Trabalhadores da Sumol+Compal convocam greve e concentração em Pombal

Sumol Compal é uma marca portuguesa de néctares e refrigerantes. Fotografia: D.R.
Sumol Compal é uma marca portuguesa de néctares e refrigerantes. Fotografia: D.R.

Os trabalhadores da Sumol+Compal convocaram greve e concentração para 29 de agosto para denunciar o incumprimento do salário mínimo nacional

Os trabalhadores da Sumol+Compal convocaram uma greve e uma concentração para terça-feira, dia 29 de agosto, em frente às instalações da empresa em Pombal, para denunciar o incumprimento do salário mínimo nacional.

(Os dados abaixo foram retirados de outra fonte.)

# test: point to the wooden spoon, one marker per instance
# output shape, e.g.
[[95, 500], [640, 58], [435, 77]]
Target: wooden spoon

Em comunicado hoje emitido, após os plenários de 16, 17 e 18 de agosto, o Sindicato dos Trabalhadores da Agricultura e das Indústrias de Alimentação, Bebidas e Tabacos de Portugal (Sintab) indica que os trabalhadores da Sumol+Compal “determinaram em plenário uma concentração à porta da empresa, em luta contra a administração, que desrespeita o aumento do salário mínimo nacional e que não negoceia com o sindicato o caderno reivindicativo apoiado pelos trabalhadores”.

Esta concentração ficou marcada para terça-feira da próxima semana e contará com a presença do secretário-geral da CGTP, Arménio Carlos, pelas 15:00, segundo o sindicato.

Em declarações à Lusa, Rui Matias, do Sintab, disse que, após os plenários da semana passada, “foi entregue à empresa, ao Ministério do Trabalho e aos trabalhadores um pré-aviso de greve” para o mesmo dia da concentração em Pombal.

Questionado sobre quantos trabalhadores estão abrangidos pelo incumprimento do salário mínimo na Sumol+Compal, o sindicalista afirmou que tem “mais de 10 casos identificados” e apontou que “há várias dezenas de trabalhadores nesta situação”.

“Descobrimos que a empresa, nas unidades de Pombal e de Leiria, pratica salários abaixo do salário mínimo nacional e que pratica valores de 545 euros e de 551 euros”, afirmou Rui Matias, explicando que a Sumol+Compal tem “uma engenharia financeira” para “justificar e uma ilegalidade”.

O dirigente sindical acusa a empresa de “camuflar esta situação de forma ilegal com um suposto subsídio que paga aos trabalhadores” e de considerar que o salário e o subsídio juntos superam o valor do salário mínimo.

“Já denunciámos esta situação junto da ACT [Autoridade para as Condições do Trabalho] e enviámos recibos dos trabalhadores que comprovam que em maio, junho e julho houve trabalhadores a receber 551 euros”, abaixo dos 587 atualmente estabelecidos para a remuneração mínima, acrescentou.

Rui Matias contou ainda que outro dos motivos na origem do protesto é “a falta de diálogo que a empresa revela”, já que não tem estado disponível para negociar o caderno reivindicativo do sindicato, cujas exigências incluem aspetos como “o fardamento, os aumentos salariais e as categorias profissionais”.